3 Gedanken zu „会い に 行く よ – Nach einer wahren Begebenheit

  1. Vielen Dank für den tollen Beitrag! Schön, dass Sie sich für uns in diesen Manga eingearbeitet haben, der bisher nur in japanischer Sprache verfügbar ist. Besonders gut gefällt mir an Ihrem Beitrag, dass Sie auch schon stark auf die Bildsprache eingehen. Sie haben gut dargestellt, wie der Manga mit Kontrasten arbeitet – vor allem zwischen der naiven Herangehensweise der Hauptfigur und der tatsächlichen Situation vor Ort.

    Super für unseren Blog ist, dass Sie hier sehr originellen Content liefern – im deutschsprachigen Internet gibt es denke ich noch gar nichts über diesen Manga, und auch in englischer Sprache sind die Informationen sehr spärlich.
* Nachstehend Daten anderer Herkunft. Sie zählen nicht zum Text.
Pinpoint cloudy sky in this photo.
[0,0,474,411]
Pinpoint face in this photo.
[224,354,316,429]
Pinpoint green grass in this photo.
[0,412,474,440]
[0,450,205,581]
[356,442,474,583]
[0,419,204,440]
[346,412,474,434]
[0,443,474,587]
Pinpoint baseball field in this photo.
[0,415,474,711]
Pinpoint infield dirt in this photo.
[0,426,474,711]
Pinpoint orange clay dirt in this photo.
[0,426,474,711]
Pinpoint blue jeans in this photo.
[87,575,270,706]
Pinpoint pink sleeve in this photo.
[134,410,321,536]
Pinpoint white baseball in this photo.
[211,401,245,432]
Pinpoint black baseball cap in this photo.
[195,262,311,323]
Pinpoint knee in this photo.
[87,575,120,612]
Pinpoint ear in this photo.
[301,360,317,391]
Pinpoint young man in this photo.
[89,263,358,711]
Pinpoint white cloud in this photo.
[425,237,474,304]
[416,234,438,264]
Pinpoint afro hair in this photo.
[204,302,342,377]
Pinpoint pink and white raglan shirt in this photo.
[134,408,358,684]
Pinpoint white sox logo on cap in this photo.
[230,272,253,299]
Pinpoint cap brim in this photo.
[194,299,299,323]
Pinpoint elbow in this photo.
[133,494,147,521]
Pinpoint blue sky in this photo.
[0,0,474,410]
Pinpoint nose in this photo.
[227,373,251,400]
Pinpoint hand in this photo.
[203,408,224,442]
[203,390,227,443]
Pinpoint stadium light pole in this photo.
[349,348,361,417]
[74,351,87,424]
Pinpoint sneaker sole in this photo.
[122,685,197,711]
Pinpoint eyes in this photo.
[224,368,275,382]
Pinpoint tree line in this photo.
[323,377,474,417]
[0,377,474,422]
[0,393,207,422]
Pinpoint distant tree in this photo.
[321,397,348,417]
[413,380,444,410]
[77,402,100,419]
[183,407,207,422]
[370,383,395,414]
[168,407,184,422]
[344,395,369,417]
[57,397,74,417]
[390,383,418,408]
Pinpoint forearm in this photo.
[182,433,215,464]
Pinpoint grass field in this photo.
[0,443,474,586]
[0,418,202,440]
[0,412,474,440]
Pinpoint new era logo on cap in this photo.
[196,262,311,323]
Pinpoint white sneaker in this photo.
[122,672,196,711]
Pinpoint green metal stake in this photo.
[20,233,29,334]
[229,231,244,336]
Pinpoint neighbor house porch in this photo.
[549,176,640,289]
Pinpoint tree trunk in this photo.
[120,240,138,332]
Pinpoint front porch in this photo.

  2. Vielen Dank für den sehr umfangreichen und interessanten Einblick in den Manga! Ich finde es toll, dass du auf vielfältigen Ebenen Informationen zum Manga lieferst, dass du z.B. auf die zeichnerisch-visuelle Gestaltungsweise ebenso eingehst wie auf den Inhalt und hier auch schon Deutungsansätze lieferst. So finde ich deine Beobachtung der starken Kontraste, sowie die Hinweise auf die charakterliche Entwicklung des Protagonisten sehr interessant. Außerdem gefällt mir sehr gut, dass du zwischendurch deine eigenen Leseerfahrungen- und eindrücke mit einfließen lässt. Deine Präsentationsweise motiviert auf jeden Fall zum Lesen.